Batsim currently stops the simulation when the decision process takes an invalid decision. However, losing this security is very easy as compiling without assertions will disable all checks...
Finding an unambiguous and clear way to express the decision space would be interesting.
Batsim currently only supports rigid jobs.
Rigid jobs define a number of required resources n, and can only be executed on allocations composed of n resources.
Some hacks are currently possible to have moldable and evolving jobs.
Supporting non-rigid jobs in an unambiguous and clearly-defined way would be much better for persistence and connection with existing (production) tools.
What is a resource?
Resources are currently undefined. Depending on the context:
- One may see a SimGrid host as a (computational) resource
- (One may see a core of a SimGrid host as a (computational) resource)
- One may see an executor (distinct thread of execution, MPI rank...) as a resource. This seems wrong!
Currently, some events must concern hosts (SET_RESOURCE_STATE). Other may concern hosts, cores or executors (EXECUTE_JOB).
What is a job?
Job requests are not specified nor documented.
I think that the job request should be unambiguous at the job-definition level
(currently, a JSON object in a workload file or submitted dynamically).
This would allow workloads to have a fully-defined behavior (regardless of the resource manager used, regardless of the underlying simulation profile).
What does the "number of resources" mean?
- Is this number required?
Should the decision process give an allocation of this size exactly?
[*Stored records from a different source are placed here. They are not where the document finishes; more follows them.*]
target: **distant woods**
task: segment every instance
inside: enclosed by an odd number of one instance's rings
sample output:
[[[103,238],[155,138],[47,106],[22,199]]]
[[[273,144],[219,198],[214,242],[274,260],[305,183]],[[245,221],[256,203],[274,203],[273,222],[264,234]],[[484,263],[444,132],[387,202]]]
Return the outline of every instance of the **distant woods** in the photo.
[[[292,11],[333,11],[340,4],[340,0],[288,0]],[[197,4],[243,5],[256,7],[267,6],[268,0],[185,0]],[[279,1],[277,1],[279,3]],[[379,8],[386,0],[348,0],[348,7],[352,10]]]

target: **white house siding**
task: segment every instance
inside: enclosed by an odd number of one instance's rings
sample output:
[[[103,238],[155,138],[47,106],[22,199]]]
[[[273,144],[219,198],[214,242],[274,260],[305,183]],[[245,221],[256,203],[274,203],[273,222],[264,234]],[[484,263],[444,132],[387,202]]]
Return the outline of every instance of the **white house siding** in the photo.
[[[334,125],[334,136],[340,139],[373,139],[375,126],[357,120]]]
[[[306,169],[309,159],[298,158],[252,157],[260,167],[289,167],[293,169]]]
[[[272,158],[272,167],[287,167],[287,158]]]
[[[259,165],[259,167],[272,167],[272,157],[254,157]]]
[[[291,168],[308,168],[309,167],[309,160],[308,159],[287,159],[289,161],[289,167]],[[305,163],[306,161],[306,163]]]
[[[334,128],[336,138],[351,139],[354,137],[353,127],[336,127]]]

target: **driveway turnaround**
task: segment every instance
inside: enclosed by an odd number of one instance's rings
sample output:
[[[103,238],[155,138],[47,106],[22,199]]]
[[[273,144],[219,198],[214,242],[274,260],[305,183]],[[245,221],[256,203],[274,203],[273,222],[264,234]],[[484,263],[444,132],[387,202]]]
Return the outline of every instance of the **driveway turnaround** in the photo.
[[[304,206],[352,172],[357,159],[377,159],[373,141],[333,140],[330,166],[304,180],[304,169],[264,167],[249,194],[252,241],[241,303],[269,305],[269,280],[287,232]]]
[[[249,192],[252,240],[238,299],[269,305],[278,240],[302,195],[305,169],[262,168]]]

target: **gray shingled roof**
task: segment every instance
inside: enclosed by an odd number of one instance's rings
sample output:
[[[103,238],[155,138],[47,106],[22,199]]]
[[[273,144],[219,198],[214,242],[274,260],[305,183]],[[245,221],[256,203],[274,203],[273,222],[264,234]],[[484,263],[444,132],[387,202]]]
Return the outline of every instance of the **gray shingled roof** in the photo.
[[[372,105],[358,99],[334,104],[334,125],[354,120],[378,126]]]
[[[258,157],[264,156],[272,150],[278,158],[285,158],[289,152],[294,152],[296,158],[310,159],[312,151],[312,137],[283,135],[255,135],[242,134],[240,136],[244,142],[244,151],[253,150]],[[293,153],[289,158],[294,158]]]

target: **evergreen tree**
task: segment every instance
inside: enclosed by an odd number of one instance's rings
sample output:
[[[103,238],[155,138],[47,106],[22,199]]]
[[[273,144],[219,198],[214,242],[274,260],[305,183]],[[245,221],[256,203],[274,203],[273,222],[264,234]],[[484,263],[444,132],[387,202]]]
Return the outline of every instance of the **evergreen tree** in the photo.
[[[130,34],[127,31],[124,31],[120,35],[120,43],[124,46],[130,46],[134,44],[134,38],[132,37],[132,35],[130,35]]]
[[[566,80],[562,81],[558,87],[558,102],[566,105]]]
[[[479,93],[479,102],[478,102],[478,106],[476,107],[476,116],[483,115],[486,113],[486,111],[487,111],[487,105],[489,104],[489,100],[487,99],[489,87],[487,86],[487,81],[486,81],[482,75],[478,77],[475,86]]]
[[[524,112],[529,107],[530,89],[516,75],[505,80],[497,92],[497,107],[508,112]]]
- Is this number required at least?
Should the decision process give an allocation of size greater than or equal to this size?
- Is this number just an indication?
Should the decision process be allowed to give an allocation of any size?
The wall-time is now optional. As jobs now have a return value, what they should return when reaching wall-time is not defined.
Other things to discuss
Take a look at every issues in the gitlab.inria and github.